Au travers de son concept store dédié au street art et au graffiti, Julien Cassar participe à la promotion de cet art emblématique de Marseille. Il s’est livré à Made in Marseille sur sa vision du street art et sur l’évolution des mentalités face à cet art de plus en plus présent à Marseille.
Bien qu’il ait grandi vers le Cours Julien, quartier de Marseille où le street art s’étale partout sur les murs, Julien Cassar n’a pas baigné dans cet univers dès son enfance. Lui était plus dans la sculpture de poisson, un hobby qu’il affectionne toujours aujourd’hui, et les activités manuelles. C’est plusieurs années plus tard et après avoir passé quelque temps à l’étranger qu’il s’oriente vers le graffiti et l’art urbain plus globalement.
À son retour à Marseille, il ouvre le premier concept store du quartier du Panier. Baptisé « UndARTground », il y propose affiches et tee-shirts en série limitée réalisés avec les artistes marseillais. Une vraie caverne d’Ali Baba où l’on trouve aussi des produits originaux axés sur la culture graffiti, skate, hip hop et underground et qui met à l’honneur la création marseillaise.
Made in Marseille – Bonjour Julien. Le street art est une discipline très répandue à Marseille, presque une religion dans certains quartiers comme le Cours Julien, pouvez nous raconter comment cet art a débarqué dans la ville ?
Julien Cassar – Le street art a commencé dans les années 1980 et s’est vraiment installé à Marseille au cours des années 1990 au Cours Julien car c’est là-bas que le côté underground à Marseille a été précurseur avec des artistes comme Seek 313 par exemple. À cette époque, on faisait du street art pour l’adrénaline et pour autre chose que le côté commercial car il n’avait pas du tout la renommée qu’on lui connaît actuellement.
MIM – Aujourd’hui, on trouve des œuvres principalement au Cours Julien, dans le quartier du Panier ou à la Friche la Belle de Mai. Qu’est-ce que Marseille aurait à gagner à mettre davantage en avant le street art dans l’ensemble de la ville ?
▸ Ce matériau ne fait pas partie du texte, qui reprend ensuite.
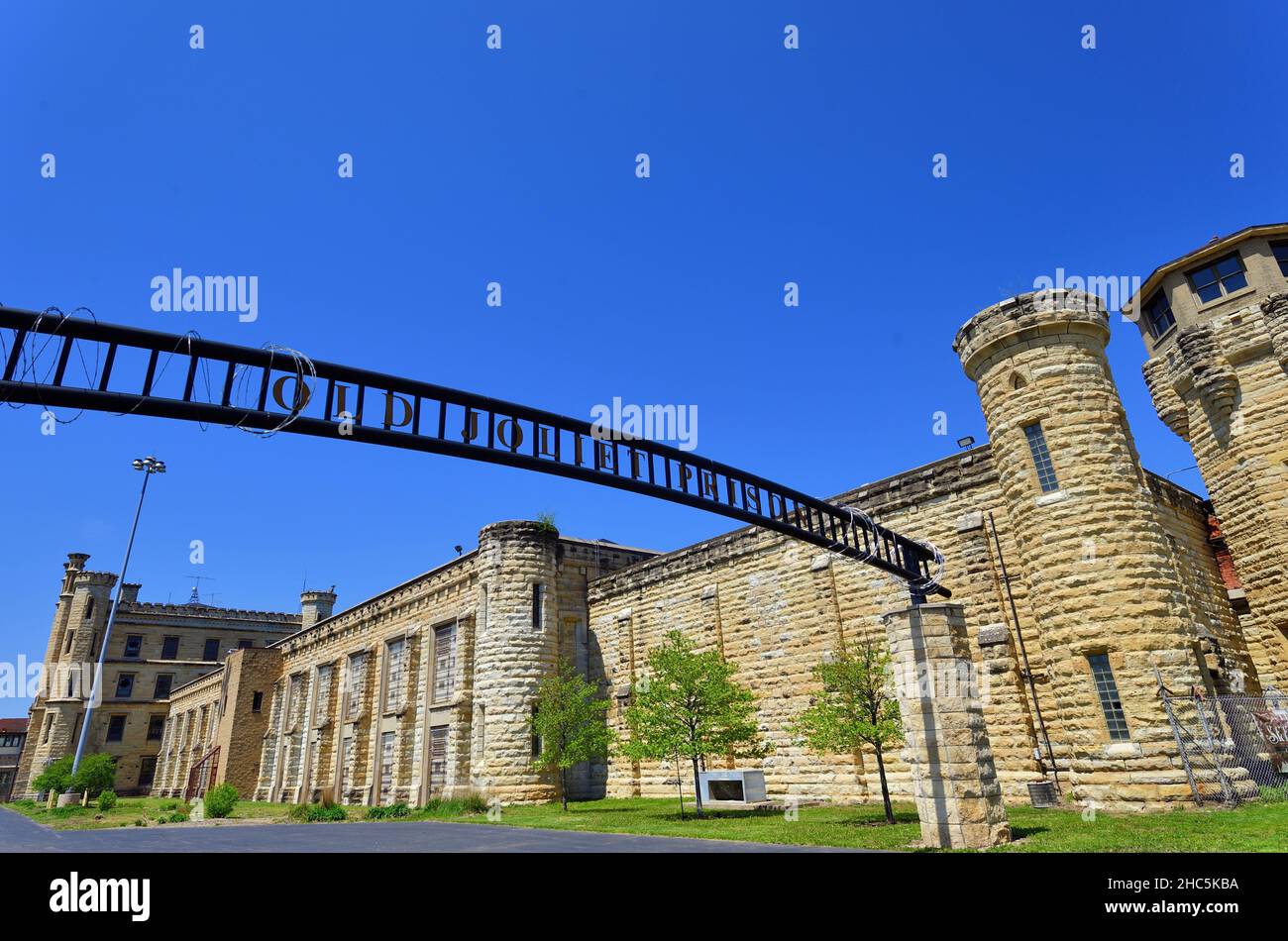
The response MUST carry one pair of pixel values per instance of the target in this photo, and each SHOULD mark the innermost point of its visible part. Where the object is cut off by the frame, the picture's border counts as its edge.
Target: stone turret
(515, 647)
(1218, 377)
(1090, 547)
(316, 605)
JC – Cela créerait un vrai dynamisme pour la ville d’un point de vue économique et pour le « nouveau tourisme », celui qui vise les personnes de 20 à 50 ans. D’autant plus que c’est un phénomène tout nouveau pour le grand public en France et Marseille pourrait être un vrai précurseur. C’est pour ça qu’il faut le développer maintenant pour ne pas rater le wagon ou pour ne pas suivre un mouvement.
MIM – Des villes, en France ou dans le monde, l’ont-elles déjà fait ?
JC – Oui à Miami dans le quartier de Wynwood. Avant c’était un quartier désaffecté jusqu’au jour où un millionnaire l’a racheté et a demandé à plein d’artistes de le repeindre. Aujourd’hui, c’est devenu le coin le plus huppé de Miami ! On pourrait essayer de donner la même envergure à Marseille en demandant à des artistes locaux de repeindre les quartiers nord par exemple. C’est une idée un peu folle mais ça changerait la physionomie de la ville.
MIM – Revenons à Marseille. Le street art a fait son apparition récemment de façon légale sur les murs de la L2 et l’Office de Tourisme propose même des parcours pour découvrir le street art dans la ville avec un guide officiel. Une façon de mettre en avant cet art alors qu’il est officiellement illégal…
JC – Même si les lois n’ont pas changé sur les interdictions, le street art est toléré. La mairie est pour ce que l’on fait car elle voit ce que l’on apporte ! De notre côté, on voudrait avoir des autorisations et un peu plus de laisser aller surtout au niveau de l’urbanisme et de l’ABF (Architecte des Bâtiments de France ndlr) pour réaliser des fresques légalement. D’autant plus qu’on se rend compte qu’il y a vraiment un public qui se déplace pour aller voir du graffiti dans les quartiers et donc que c’est un point touristique qui fait marcher l’économie d’une ville.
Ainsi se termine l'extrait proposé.